Upstream oil and services companies stand to benefit most from recent strikes on Gulf energy facilities, which disrupted crude and LNG flows, sharply raising global prices. |
New Delhi: Upstream oil and services firms are the biggest beneficiaries while downstream and end‑user industries may suffer after recent strikes at Gulf energy facilities disrupted flows and pushed prices sharply higher, a report said on Friday. The report from Systematix Institutional Equities warned of rise in energy prices and disruption of volume which could have a significant impact on energy deficient countries.
It said that repairing and restarting supply could be prolonged which would bring long-term pain to the sector.
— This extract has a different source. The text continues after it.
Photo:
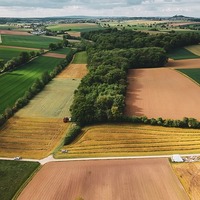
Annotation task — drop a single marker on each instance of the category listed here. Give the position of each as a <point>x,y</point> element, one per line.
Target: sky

The firm has removed PLNG from its top picks because the strike in energy facilities could inflict "long‑term pain" on regasified liquefied natural gas companies. India’s crude imports eased to 1.9 million barrels in the week ended March 6, from roughly 25 million barrels per week in February 2026, the report said, citing Bloomberg data.
Total LNG export volume declined to 8.6 mmt for the week ending March 7 and to 7.8 mmt in the subsequent week, from about 9.6 million tonnes per week in Feb 2026, largely due to a fall in Qatar’s shipments from 1.7 million tonnes to 0.06 million tonnes. Weekly crude export volumes globally fell to 228 million bbls for the week ended March 7 and to 184 million bbls for the week ended March 14, down from about 268 million barrels per week in February 2026, the report said.
Saudi shipments dropped to 26 million bbls and 12 million bbls in the first and second weeks of March compared to averages of 42 million and 33 million bbls per week in February. Iraq and the UAE also saw sharp declines, while exports from the US rose to 25 million and 32 million bbls. There were no notable changes in the rest of the countries, the report noted. LNG volume from major importers like Japan, South Korea, China and India also declined sharply leading to a sharp increase in prices in recent weeks which doubled from $10/mmbtu to nearly $20/mmbtu, it added.